Previous Milky Way surveys (like SEGUE, APOGEE’s sister survey in SDSS-III, which operates at optical wavelengths) have typically avoided these dustier regions of the Galaxy. But APOGEE’s near-infrared view already is punching through the dust to reveal previously unseen phenomena in the heart of the Milky Way and beyond — to the normally hidden, far side of the disk. “This capability already has enabled us to discover a previously unseen pattern of stellar motions likely influenced by the Milky Way’s central bar,” said David Nidever, who will present some of the first scientific results from the APOGEE survey at the meeting. “I can’t wait to dig into the full set of APOGEE data, which will allow us to determine the properties of the bar and the far side of the Galaxy in significantly more detail than has been possible before.”

By spreading the infrared light from stars into infrared rainbows, APOGEE’s spectroscopic observations allow SDSS-III astronomers to sense stellar motions through the Doppler effect, which shifts a star’s spectral features by an amount corresponding to how quickly the star is moving toward or away from us. Because of the high degree with which APOGEE can spread starlight, the instrument can detect relatively small differences in motion. WIth such sensitivity, APOGEE astronomers can identify groups of stars having highly correlated motions, a phenomenon that is often an indication of a common origin. Such data make it possible to discriminate stars born and traveling together in clusters, or that were pulled out of the same star system cannibalized by the Milky Way.

The APOGEE instrument was assembled at the University of Virginia and delivered to the Sloan Telescope in New Mexico last April. Within weeks it had recorded its “first-light” observations of a field of star clusters in the direction of the constellation Cygnus (the Swan, or Northern Cross). Star clusters are particularly valuable targets for Galactic astronomers because the distances and ages of these star systems can be estimated with much greater reliability than those of individual stars. Unfortunately, the vast majority of star clusters are commingled with the dust and myriad other, loosely distributed stars in our galaxy’s disk. This mingling makes the clusters not just difficult to study but also a challenge to identify reliably. With its first observations, APOGEE proved that it could not only efficiently identify those stars that are members of clusters but, in addition, that it can provide rich amounts of other information about the motions, chemical compositions, and ages of these star systems.

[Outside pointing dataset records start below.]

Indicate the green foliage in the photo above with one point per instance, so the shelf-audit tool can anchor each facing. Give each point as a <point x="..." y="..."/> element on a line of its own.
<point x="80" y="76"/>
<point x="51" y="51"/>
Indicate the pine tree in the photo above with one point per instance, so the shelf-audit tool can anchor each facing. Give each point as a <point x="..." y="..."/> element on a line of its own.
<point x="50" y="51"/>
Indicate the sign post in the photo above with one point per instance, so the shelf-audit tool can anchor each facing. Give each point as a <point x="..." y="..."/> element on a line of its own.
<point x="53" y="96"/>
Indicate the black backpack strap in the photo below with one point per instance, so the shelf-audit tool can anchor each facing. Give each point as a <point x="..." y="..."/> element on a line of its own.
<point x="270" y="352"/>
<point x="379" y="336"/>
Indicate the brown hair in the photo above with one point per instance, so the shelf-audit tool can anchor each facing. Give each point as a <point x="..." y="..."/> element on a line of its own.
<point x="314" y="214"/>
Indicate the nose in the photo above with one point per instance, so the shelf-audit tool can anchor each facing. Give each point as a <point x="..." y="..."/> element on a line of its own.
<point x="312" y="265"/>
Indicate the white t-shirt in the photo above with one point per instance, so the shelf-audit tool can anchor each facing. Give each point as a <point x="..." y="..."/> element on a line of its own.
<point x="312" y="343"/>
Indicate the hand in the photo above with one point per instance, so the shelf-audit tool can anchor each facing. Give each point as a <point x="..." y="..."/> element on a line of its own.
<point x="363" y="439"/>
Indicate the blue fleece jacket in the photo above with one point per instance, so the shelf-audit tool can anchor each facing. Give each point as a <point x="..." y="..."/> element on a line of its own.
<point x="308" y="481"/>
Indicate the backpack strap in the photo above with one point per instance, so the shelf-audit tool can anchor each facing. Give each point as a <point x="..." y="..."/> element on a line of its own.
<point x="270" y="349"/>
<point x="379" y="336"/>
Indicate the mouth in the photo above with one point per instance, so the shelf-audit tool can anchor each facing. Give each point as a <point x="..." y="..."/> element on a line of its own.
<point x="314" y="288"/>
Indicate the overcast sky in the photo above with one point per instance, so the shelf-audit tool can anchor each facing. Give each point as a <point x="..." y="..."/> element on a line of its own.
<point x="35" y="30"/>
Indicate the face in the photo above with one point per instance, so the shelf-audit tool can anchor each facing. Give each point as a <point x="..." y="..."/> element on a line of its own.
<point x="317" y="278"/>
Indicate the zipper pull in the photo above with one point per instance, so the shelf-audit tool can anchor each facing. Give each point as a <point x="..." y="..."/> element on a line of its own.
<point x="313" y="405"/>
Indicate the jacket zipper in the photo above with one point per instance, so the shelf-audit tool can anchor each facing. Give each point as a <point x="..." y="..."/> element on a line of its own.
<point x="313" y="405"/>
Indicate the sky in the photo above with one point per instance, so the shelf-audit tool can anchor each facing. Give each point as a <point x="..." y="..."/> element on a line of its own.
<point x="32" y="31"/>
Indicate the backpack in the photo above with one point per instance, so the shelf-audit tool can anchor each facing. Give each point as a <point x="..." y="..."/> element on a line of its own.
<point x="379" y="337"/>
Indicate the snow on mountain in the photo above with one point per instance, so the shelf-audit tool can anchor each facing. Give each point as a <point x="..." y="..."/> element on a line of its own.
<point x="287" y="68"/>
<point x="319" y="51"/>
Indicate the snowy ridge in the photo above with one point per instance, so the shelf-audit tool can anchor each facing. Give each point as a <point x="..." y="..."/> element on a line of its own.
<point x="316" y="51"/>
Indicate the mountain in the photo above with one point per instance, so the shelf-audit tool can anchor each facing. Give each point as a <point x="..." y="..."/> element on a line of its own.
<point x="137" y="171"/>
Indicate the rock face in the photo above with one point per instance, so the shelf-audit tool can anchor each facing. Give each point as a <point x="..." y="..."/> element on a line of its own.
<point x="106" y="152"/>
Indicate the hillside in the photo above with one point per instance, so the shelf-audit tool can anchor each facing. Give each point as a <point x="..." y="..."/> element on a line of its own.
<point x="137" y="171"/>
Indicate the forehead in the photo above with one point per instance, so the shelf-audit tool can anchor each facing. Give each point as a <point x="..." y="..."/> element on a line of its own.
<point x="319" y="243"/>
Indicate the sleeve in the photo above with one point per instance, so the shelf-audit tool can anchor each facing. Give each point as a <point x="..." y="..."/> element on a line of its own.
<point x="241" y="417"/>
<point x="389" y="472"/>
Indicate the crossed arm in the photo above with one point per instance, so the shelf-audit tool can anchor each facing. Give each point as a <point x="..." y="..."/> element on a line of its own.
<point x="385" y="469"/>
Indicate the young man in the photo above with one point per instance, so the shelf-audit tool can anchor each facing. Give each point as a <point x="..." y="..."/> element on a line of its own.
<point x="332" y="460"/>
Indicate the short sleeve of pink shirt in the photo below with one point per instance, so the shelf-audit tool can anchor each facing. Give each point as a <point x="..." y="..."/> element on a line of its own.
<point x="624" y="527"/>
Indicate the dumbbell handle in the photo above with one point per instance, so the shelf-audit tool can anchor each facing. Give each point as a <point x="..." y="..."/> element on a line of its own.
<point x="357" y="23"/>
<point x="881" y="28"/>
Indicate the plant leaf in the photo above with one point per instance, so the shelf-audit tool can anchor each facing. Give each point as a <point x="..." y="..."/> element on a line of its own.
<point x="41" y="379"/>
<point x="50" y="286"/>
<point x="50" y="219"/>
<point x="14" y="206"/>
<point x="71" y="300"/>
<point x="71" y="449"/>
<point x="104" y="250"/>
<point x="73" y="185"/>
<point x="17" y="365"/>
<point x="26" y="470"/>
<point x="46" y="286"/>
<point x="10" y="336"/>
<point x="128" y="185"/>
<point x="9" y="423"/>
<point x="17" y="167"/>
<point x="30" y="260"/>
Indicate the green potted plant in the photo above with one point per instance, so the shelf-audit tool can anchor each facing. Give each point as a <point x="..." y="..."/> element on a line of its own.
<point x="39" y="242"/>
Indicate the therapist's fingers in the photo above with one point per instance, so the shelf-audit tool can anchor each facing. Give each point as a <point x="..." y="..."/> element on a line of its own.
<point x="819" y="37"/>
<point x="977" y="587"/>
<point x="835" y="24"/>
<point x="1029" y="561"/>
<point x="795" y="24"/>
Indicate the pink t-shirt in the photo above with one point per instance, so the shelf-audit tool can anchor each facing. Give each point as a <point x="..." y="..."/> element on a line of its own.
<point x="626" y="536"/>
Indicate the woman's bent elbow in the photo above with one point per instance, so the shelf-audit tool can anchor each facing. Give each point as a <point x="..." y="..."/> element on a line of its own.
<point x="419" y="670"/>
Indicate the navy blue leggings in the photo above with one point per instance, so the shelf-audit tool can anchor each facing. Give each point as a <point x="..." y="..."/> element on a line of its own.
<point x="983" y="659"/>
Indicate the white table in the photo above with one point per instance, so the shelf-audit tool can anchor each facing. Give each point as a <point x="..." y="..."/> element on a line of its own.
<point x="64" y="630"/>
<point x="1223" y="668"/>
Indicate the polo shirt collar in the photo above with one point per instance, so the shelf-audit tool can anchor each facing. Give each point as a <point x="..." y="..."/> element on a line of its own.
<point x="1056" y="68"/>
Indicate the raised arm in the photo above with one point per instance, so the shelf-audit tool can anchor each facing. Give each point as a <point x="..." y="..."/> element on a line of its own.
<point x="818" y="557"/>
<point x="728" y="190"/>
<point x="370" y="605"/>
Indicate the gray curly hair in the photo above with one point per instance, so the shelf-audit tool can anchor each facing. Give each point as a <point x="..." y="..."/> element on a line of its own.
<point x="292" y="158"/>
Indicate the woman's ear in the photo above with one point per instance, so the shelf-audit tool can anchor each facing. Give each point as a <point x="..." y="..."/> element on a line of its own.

“These first dozen or so clusters in the ‘first-light’ field are just the tip of the iceberg for APOGEE. The full APOGEE survey will contain data on many hundreds of clusters, vital tools for exploring the chemical and dynamical history of our Galaxy,” said Peter Frinchaboy at Texas Christian University, who is demonstrating findings from the APOGEE “first-light” spectra at the AAS meeting.

Because each chemical element or molecule absorbs a characteristic set of wavelengths of light, the lines observed in a stellar spectrum reveal the chemical composition of a star. Some of the most anticipated results from APOGEE will come from exploring how the chemical compositions of stars change with their ages and locations in the Galaxy. These variations in composition come about because stars use nuclear fusion in their cores to join lighter atoms into heavier atoms. In the process of living and dying, some stars deposit those heavier atoms back into the interstellar gas clouds used to create subsequent generations of stars in the Galaxy. APOGEE’s huge chemical database on so many stars will yield vital clues to how our galaxy formed in an early universe of primarily hydrogen and helium, and subsequently evolved through many generations of stars to its present level of heavy-element enrichment — a level sufficient to allow solar systems like our own to form with all of the necessary ingredients to produce Earth-like planets and, ultimately, life.